Anak itu seperti biasanya menghilang kalau sudah diminta mengerjakan sesuatu. Ia belum kembali. Lani berusaha membereskan sedikit selanjutnya berganti pakaian. Lani memahami kondisi Fikri yang tak betah di kamar kos dan berharap Fikri mau mengerti dan beradaptasi. Di samping itu, ia belum punya solusi perihal hidup ke depannya ke depan. Sementara masih bergantung kepada kedua orang tuanya semenjak berpisah rumah dari suaminya, Bagus (40 tahun)

Luluh lantak rumah tangga Lani karena Bagus sulit sekali diatur. Pria itu sering pulang malam, berdalih kerjaan tak henti-hentinya. Lani memaklumi, tetapi tidak bisa menerima keadaan dia dan fikri seolah-olah mereka hidup tanpa seorang pemimpin di tengah keluarga kecil.

Kalau di rumah, Bagus lebih banyak tertidur atau duduk di depan laptop, kembali menyelesaikan pekerjaan. Lani tak betah. Ditambah, Bagus beringas kalau sudah diingatkan dan diberi saran baik-baik. Letupan amarah berwujud pukulan menyambar beberapa anggota tubuh Lani, seperti pipi, lengan, dan punggung. Pada akhirnya Lani memutuskan pergi dari lelaki yang malas saat berada di rumah. Tak ada rugi, sekadar Fikri tumbuh tak lagi ada peran seorang ayah.

"Pakai tanktop aja deh ya. Lagi gerah juga di luar"

Ketika Lani melepas blus yang habis digunakannya sepulang dari pasar, terpampang sepasang gundukan bukit kembar yang dibungkus BH berwarna putih. Kemudian Ia berdiri di depan cermin.

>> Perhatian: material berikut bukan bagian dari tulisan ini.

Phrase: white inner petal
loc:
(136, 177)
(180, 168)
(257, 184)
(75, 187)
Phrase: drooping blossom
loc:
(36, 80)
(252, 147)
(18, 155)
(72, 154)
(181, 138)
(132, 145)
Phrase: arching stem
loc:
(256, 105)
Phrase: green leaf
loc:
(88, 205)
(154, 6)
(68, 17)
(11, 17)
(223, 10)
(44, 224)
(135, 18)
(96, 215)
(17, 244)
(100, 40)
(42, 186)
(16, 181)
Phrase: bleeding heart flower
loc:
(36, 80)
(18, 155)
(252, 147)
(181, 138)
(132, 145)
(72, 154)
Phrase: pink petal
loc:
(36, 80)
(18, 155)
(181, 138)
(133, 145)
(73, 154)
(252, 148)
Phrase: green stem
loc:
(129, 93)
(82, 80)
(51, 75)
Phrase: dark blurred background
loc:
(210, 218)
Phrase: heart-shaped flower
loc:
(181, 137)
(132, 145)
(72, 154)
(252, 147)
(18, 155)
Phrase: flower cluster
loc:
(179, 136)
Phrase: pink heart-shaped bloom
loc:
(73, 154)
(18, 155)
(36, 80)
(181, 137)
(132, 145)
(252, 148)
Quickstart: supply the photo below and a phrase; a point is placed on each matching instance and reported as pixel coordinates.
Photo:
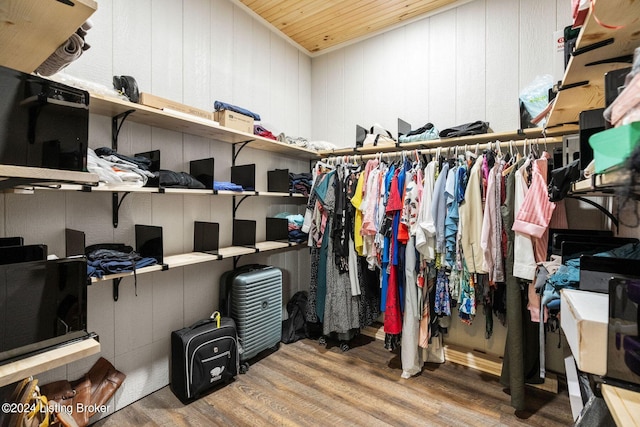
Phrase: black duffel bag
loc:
(473, 128)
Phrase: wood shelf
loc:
(624, 405)
(16, 371)
(19, 175)
(550, 136)
(107, 106)
(101, 188)
(192, 258)
(32, 30)
(584, 68)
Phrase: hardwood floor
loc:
(304, 384)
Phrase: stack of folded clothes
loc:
(117, 169)
(295, 227)
(425, 133)
(300, 183)
(228, 186)
(104, 261)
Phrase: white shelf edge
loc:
(16, 371)
(192, 258)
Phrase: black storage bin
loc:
(278, 181)
(42, 123)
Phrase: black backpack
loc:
(295, 327)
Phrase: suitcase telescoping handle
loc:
(215, 317)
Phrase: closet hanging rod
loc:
(504, 145)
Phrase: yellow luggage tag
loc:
(216, 316)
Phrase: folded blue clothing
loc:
(218, 105)
(228, 186)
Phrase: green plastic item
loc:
(613, 146)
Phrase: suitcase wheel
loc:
(244, 367)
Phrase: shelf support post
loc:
(116, 288)
(236, 206)
(599, 207)
(115, 207)
(116, 125)
(236, 152)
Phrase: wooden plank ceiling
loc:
(320, 24)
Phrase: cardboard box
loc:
(584, 320)
(161, 103)
(233, 120)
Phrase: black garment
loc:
(423, 129)
(561, 180)
(166, 178)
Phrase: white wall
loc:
(194, 51)
(466, 64)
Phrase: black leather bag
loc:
(472, 128)
(203, 357)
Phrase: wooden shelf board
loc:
(108, 106)
(624, 405)
(231, 251)
(46, 175)
(570, 102)
(35, 29)
(189, 191)
(279, 194)
(16, 371)
(272, 246)
(181, 260)
(236, 193)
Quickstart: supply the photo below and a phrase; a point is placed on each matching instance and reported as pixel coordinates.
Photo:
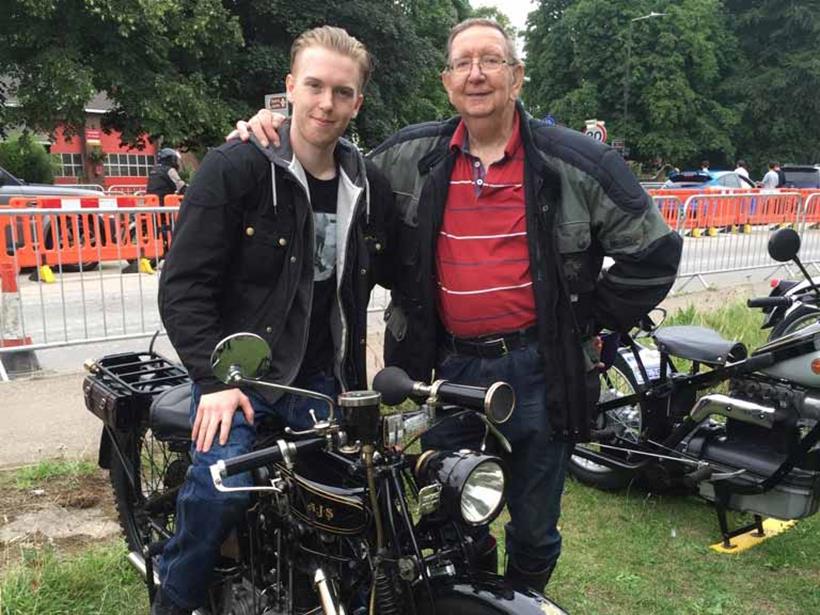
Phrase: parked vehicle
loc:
(343, 518)
(708, 180)
(751, 450)
(801, 176)
(11, 186)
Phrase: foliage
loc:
(27, 159)
(163, 64)
(578, 53)
(184, 71)
(779, 81)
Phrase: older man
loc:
(504, 223)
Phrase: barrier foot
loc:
(20, 363)
(44, 274)
(145, 266)
(752, 537)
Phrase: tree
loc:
(23, 157)
(185, 70)
(780, 79)
(680, 107)
(164, 65)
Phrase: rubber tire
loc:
(789, 324)
(130, 501)
(602, 477)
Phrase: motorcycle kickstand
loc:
(721, 502)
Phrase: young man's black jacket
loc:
(242, 259)
(582, 203)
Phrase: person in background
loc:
(503, 223)
(772, 178)
(287, 243)
(163, 178)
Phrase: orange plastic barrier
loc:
(72, 237)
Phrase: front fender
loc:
(485, 595)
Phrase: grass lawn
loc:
(624, 553)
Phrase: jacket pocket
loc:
(395, 321)
(574, 240)
(263, 253)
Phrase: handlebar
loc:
(497, 401)
(272, 454)
(764, 302)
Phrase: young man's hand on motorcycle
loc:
(215, 411)
(264, 125)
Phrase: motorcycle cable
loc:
(436, 424)
(685, 460)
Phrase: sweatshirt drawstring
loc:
(273, 187)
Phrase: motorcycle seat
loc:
(169, 414)
(698, 344)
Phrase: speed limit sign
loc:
(596, 130)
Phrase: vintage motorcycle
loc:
(344, 519)
(753, 449)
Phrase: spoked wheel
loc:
(617, 381)
(146, 505)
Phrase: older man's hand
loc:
(264, 126)
(215, 412)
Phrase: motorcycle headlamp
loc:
(472, 484)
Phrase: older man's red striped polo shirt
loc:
(482, 258)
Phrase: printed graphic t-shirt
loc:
(319, 352)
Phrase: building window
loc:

"Kalau begini aja? Hihi", Lani berganti BH Hitam. Kemudian Ia mengenakan tanktop jumbonya. "Apa iya betul aku sudah tak menarik lagi? Hhhmm", tanya Lani teringat ejekan suaminya dulu bahwa ia terlihat gendut macam singa laut. Kendati tanktop yang dikenakan memperlihatkan betul belahan dada Lani, Ia tak cemas Pak Sarmin mengintip karena sudah biasa ia mengenakan pakaian yang menonjolkan keindahan bentuk payudaranya, Pak Sarmin biasa-biasa saja, curi-curi pandang, itu masih normal.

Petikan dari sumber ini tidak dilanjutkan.